I hope “the way humans care about their friends” is another natural abstraction, something like “my utility function includes link to yours utility function”. But we still don’t know how to direct AI to the specific abstraction, so it’s not a big hope.
My model is that friendship is one particular strategy for alliance-formation that happened to evolve in humans. I expect this is natural in the sense of being a local optimum (in the ancestral environment), but probably not in the sense of being simple to formally define or implement.
I think friendship is substantially more complicated than “I care some about your utility function”. For instance, you probably stop valuing their utility function if they betray you (friendship can “break”). I also think the friendship algorithm includes a bunch of signalling to help with coordination (so that you understand the other person is trying to be friends), and some less-pleasant stuff like evaluations of how valuable an ally the other person is and how the friendship will affect your social standing.

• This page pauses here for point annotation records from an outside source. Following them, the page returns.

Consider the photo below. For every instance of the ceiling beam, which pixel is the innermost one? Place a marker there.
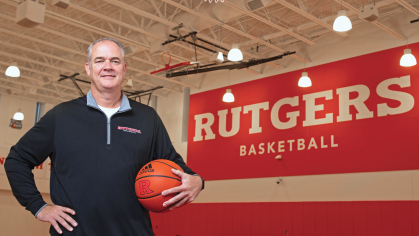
(232, 29)
(385, 28)
(172, 24)
(37, 87)
(308, 16)
(41, 95)
(82, 65)
(268, 22)
(408, 7)
(72, 71)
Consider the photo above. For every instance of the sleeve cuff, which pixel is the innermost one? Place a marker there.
(40, 209)
(203, 181)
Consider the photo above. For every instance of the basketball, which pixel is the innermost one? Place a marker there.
(155, 177)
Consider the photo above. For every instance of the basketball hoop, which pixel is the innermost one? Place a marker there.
(170, 59)
(169, 69)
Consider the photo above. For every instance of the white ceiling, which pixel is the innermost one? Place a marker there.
(59, 45)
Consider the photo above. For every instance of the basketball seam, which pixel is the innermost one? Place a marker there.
(158, 176)
(165, 164)
(149, 197)
(164, 208)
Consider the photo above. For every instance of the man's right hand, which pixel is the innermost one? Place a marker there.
(54, 214)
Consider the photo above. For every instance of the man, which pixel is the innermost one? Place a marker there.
(93, 161)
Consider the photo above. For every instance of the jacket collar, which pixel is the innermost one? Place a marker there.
(91, 102)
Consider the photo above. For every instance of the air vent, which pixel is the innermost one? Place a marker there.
(254, 4)
(257, 4)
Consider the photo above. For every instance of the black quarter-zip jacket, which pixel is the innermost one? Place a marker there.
(94, 162)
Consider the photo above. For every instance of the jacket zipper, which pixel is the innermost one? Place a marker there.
(108, 131)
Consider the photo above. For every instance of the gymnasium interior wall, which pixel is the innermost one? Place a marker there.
(374, 203)
(369, 203)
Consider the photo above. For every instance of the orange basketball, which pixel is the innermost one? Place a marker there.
(155, 177)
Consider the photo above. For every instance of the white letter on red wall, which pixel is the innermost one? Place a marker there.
(292, 115)
(406, 100)
(311, 108)
(199, 126)
(255, 108)
(235, 122)
(344, 102)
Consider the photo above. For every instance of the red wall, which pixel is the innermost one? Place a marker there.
(370, 218)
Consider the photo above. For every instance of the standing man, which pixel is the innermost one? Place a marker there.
(93, 160)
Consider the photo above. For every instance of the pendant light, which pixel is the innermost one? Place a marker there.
(235, 54)
(228, 96)
(18, 115)
(304, 81)
(220, 56)
(342, 22)
(13, 70)
(407, 59)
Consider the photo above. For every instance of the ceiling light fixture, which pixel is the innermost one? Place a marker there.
(13, 70)
(342, 22)
(304, 81)
(407, 59)
(18, 115)
(228, 96)
(235, 54)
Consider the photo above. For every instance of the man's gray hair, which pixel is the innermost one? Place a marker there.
(89, 50)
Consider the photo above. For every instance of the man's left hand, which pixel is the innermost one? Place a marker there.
(187, 192)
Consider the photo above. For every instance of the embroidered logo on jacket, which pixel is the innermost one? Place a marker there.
(131, 130)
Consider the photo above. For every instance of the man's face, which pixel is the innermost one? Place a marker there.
(107, 69)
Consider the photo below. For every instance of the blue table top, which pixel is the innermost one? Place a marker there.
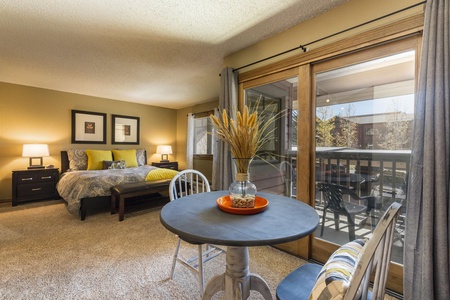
(198, 219)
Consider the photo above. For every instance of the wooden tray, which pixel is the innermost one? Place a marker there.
(224, 204)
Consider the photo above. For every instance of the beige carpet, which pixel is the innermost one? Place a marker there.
(47, 253)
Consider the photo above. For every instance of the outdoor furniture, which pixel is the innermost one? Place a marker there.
(334, 201)
(357, 260)
(189, 182)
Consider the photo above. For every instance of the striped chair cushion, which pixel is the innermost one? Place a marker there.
(335, 276)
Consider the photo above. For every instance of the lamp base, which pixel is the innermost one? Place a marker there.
(36, 167)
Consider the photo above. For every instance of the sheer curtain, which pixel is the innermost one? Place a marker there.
(190, 142)
(427, 238)
(222, 163)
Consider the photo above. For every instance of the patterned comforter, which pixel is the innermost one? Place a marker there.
(76, 185)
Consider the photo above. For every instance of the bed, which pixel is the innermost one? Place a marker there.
(81, 188)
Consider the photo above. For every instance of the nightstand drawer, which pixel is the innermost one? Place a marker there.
(36, 189)
(34, 184)
(35, 177)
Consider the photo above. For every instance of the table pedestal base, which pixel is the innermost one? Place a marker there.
(237, 281)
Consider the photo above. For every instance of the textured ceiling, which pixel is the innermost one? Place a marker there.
(163, 52)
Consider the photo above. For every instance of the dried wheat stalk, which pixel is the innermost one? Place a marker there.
(244, 136)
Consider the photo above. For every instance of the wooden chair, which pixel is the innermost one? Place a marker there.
(334, 201)
(186, 183)
(373, 257)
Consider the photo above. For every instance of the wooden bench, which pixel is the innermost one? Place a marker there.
(121, 192)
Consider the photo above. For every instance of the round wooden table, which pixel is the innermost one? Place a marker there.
(198, 219)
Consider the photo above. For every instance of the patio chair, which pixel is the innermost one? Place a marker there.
(346, 275)
(289, 178)
(334, 201)
(186, 183)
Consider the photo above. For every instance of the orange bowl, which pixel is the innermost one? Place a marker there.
(224, 204)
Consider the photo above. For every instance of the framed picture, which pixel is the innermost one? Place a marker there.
(88, 127)
(125, 130)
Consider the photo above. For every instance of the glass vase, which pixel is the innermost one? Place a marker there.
(242, 190)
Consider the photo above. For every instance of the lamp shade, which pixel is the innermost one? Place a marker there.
(164, 149)
(35, 150)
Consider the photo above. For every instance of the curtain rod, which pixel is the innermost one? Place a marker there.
(303, 47)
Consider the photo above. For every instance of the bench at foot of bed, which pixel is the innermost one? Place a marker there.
(121, 192)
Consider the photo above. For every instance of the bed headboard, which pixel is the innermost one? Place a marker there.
(65, 160)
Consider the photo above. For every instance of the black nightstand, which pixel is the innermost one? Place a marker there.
(34, 184)
(166, 165)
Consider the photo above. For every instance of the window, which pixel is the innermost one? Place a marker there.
(202, 134)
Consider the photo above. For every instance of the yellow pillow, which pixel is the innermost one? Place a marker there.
(96, 158)
(129, 156)
(159, 174)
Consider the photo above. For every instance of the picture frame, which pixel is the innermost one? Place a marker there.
(125, 130)
(88, 127)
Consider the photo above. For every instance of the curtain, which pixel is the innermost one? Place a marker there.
(190, 142)
(427, 237)
(222, 162)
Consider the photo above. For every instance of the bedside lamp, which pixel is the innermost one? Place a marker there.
(35, 151)
(164, 150)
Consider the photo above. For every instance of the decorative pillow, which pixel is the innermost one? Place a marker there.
(140, 157)
(114, 164)
(129, 156)
(77, 159)
(96, 158)
(160, 173)
(335, 276)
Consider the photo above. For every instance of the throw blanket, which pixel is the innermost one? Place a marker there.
(76, 185)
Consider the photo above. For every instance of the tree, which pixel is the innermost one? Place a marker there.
(396, 134)
(324, 127)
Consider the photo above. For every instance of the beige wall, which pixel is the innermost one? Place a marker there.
(350, 14)
(34, 115)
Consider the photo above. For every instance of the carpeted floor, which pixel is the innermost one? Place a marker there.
(47, 253)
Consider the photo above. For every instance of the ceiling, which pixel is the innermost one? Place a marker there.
(165, 53)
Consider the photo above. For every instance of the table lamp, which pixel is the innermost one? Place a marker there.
(164, 150)
(34, 152)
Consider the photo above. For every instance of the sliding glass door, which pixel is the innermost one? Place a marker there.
(273, 170)
(364, 114)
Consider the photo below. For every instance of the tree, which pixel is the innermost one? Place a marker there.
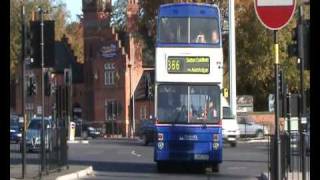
(255, 56)
(56, 12)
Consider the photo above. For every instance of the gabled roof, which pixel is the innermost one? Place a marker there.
(64, 58)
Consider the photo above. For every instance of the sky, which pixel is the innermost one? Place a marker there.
(75, 7)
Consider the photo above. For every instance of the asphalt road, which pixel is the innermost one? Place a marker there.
(131, 160)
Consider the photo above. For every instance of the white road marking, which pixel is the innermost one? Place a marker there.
(274, 2)
(135, 154)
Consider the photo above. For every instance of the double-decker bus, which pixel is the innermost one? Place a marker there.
(188, 83)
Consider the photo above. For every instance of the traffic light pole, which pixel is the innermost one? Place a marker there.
(301, 97)
(42, 94)
(277, 130)
(23, 54)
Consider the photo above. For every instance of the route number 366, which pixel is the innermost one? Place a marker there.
(173, 65)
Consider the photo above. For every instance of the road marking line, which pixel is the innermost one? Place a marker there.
(135, 154)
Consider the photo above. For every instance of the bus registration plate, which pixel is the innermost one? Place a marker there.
(201, 156)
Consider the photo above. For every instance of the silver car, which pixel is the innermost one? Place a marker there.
(249, 128)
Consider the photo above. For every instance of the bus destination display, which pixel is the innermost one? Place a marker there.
(188, 64)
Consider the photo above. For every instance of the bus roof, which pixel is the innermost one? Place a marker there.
(188, 9)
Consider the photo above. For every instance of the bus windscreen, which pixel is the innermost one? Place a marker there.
(188, 104)
(188, 30)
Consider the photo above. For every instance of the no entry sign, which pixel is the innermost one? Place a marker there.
(274, 14)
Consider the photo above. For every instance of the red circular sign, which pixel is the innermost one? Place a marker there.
(274, 14)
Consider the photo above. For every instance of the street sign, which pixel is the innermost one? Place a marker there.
(274, 14)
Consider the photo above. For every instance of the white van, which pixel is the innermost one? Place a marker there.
(230, 127)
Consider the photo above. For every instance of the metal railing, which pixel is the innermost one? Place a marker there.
(291, 156)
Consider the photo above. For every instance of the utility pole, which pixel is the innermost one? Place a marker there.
(232, 60)
(23, 55)
(300, 37)
(41, 11)
(277, 125)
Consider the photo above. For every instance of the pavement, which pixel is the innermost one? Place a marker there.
(75, 171)
(72, 172)
(290, 175)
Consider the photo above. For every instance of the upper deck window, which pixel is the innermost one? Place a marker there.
(188, 30)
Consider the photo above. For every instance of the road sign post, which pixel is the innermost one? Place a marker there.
(274, 15)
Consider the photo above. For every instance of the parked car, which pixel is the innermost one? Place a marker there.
(146, 131)
(33, 134)
(230, 127)
(15, 131)
(249, 128)
(89, 131)
(295, 140)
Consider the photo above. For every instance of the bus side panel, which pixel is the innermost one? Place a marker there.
(189, 144)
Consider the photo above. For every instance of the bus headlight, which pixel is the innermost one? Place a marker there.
(160, 145)
(215, 137)
(160, 136)
(215, 146)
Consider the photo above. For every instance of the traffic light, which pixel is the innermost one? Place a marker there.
(29, 49)
(34, 87)
(47, 84)
(31, 87)
(281, 85)
(306, 44)
(293, 47)
(150, 91)
(301, 43)
(67, 76)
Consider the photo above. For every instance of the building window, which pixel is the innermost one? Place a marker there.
(112, 109)
(143, 112)
(109, 74)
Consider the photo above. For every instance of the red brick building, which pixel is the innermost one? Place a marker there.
(112, 68)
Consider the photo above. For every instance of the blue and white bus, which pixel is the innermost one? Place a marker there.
(188, 83)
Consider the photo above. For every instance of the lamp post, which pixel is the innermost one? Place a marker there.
(41, 11)
(131, 109)
(23, 54)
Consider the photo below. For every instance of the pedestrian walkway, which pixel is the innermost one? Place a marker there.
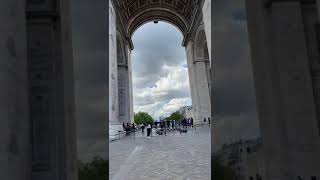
(171, 157)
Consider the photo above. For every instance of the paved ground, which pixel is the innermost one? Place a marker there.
(171, 157)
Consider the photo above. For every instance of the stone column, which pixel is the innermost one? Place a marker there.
(51, 91)
(206, 12)
(124, 94)
(131, 110)
(285, 100)
(202, 89)
(14, 124)
(114, 124)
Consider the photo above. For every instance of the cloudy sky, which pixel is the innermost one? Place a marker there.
(160, 74)
(234, 99)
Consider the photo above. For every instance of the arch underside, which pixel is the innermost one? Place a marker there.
(134, 13)
(160, 15)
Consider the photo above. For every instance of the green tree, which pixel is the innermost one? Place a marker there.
(221, 172)
(97, 169)
(176, 116)
(143, 117)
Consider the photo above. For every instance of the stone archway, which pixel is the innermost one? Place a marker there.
(201, 80)
(37, 85)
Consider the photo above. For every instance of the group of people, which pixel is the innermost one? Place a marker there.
(129, 127)
(205, 120)
(184, 123)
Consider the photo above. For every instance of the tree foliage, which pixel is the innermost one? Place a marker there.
(222, 172)
(143, 117)
(176, 116)
(97, 169)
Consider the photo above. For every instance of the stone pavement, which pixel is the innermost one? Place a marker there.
(171, 157)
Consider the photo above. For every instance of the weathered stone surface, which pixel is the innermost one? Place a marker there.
(172, 157)
(14, 123)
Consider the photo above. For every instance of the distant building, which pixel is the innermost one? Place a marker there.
(244, 157)
(186, 111)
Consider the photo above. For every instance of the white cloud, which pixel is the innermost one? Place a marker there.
(160, 77)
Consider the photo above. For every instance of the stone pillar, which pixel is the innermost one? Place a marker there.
(114, 124)
(202, 89)
(51, 91)
(124, 94)
(206, 12)
(285, 100)
(192, 81)
(131, 110)
(14, 123)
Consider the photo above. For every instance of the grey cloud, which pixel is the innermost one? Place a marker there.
(90, 38)
(234, 99)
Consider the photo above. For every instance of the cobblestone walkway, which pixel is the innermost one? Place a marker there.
(171, 157)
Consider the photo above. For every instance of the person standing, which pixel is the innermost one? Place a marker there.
(148, 130)
(142, 128)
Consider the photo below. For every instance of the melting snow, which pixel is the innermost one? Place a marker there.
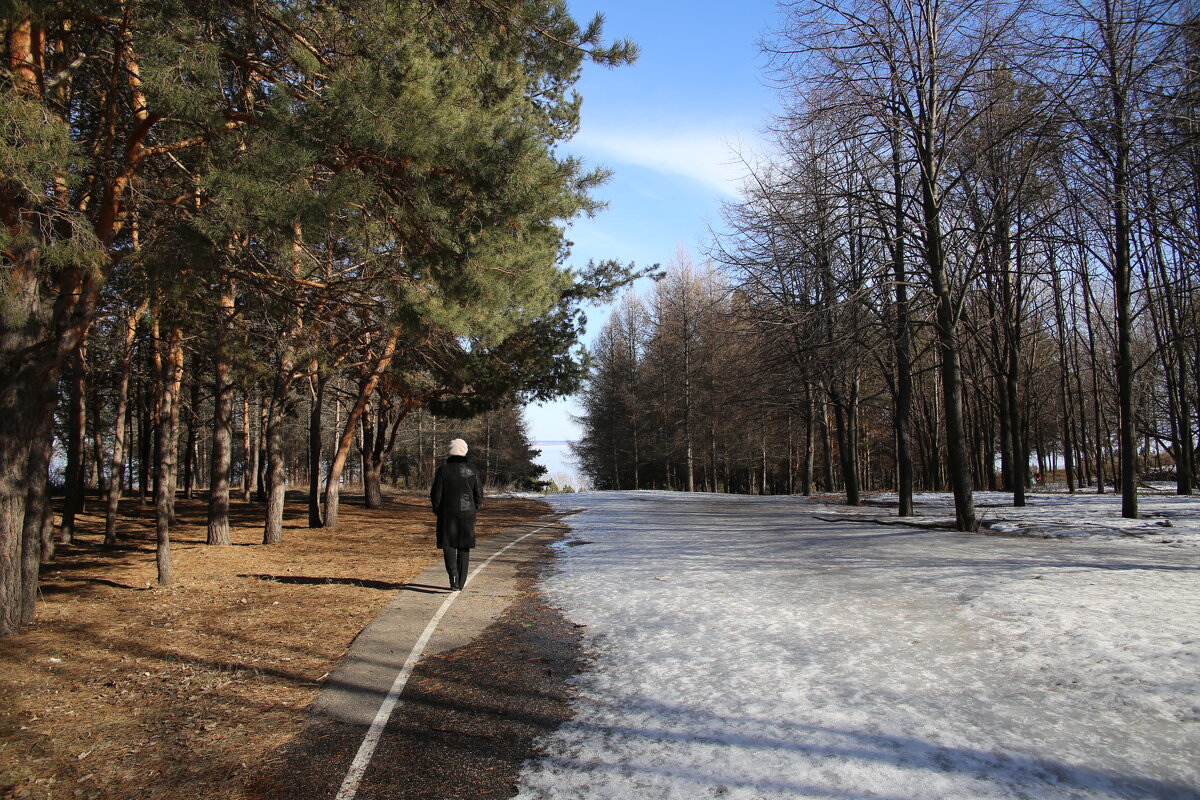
(761, 648)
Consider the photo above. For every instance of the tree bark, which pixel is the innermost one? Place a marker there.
(119, 444)
(171, 380)
(222, 425)
(343, 446)
(249, 456)
(276, 471)
(317, 385)
(77, 420)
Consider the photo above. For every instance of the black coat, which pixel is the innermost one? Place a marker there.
(456, 494)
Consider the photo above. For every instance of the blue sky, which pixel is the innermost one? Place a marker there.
(670, 127)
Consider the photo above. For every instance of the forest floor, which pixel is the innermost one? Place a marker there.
(123, 689)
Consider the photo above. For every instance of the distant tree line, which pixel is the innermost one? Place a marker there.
(972, 257)
(247, 242)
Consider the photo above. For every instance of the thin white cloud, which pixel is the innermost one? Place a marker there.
(706, 157)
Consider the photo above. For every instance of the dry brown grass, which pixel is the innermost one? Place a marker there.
(121, 689)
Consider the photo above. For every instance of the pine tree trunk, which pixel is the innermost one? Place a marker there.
(347, 438)
(76, 419)
(249, 455)
(190, 441)
(317, 385)
(171, 382)
(222, 449)
(119, 435)
(276, 471)
(373, 432)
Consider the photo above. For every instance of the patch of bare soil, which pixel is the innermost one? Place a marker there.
(467, 721)
(123, 689)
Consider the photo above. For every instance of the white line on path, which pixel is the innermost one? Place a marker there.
(370, 741)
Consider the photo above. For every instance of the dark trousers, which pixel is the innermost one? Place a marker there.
(457, 561)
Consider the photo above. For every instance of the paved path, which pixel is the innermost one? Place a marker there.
(371, 731)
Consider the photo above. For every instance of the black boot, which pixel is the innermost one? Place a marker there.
(450, 558)
(463, 563)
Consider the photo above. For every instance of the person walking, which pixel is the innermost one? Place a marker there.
(456, 494)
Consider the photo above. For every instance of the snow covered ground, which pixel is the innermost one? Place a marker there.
(778, 648)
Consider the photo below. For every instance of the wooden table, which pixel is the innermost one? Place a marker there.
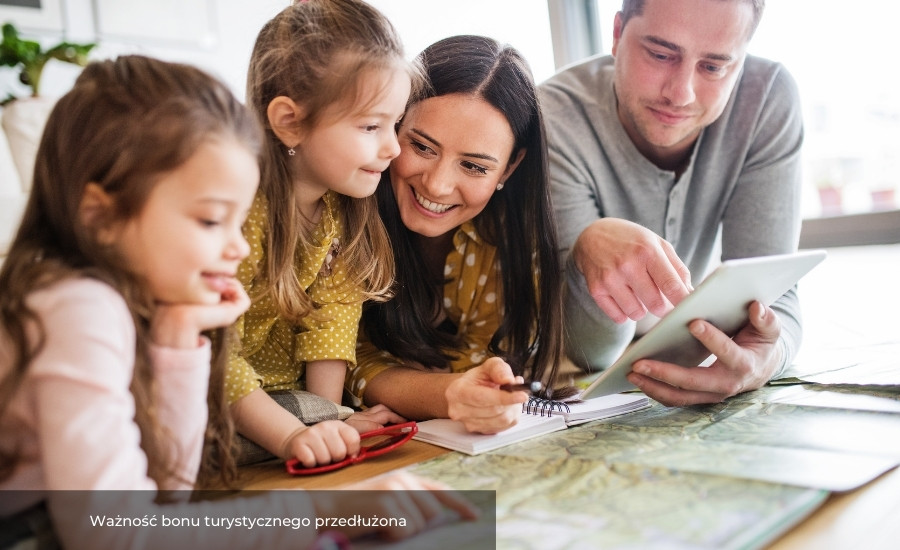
(855, 287)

Friendship also appears to include some sort of check that the other person is making friendship-related-decisions using system 1 instead of system 2--possibly as a security feature to make it harder for people to consciously exploit (with the unfortunate side-effect that we penalize system-2-thinkers even when they sincerely want to be allies), or possibly just because the signalling parts evolved for system 1 and don’t generalize properly.
(One could claim that “the true spirit of friendship” is loving someone unconditionally or something, and that might be simple, but I don’t think that’s what humans actually implement.)
Yeah, I agree that humans implement something more complex. But it is what we want AI to implement, isn’t it? And it looks like may be quite natural abstraction to have.
(But again, it’s useless while we don’t know how to direct AI to the specific abstraction.)
Then we’re no longer talking about “the way humans care about their friends”, we’re inventing new hypothetical algorithms that we might like our AIs to use. Humans no longer provide an example of how that behavior could arise naturally in an evolved organism, nor a case study of how it works out for people to behave that way.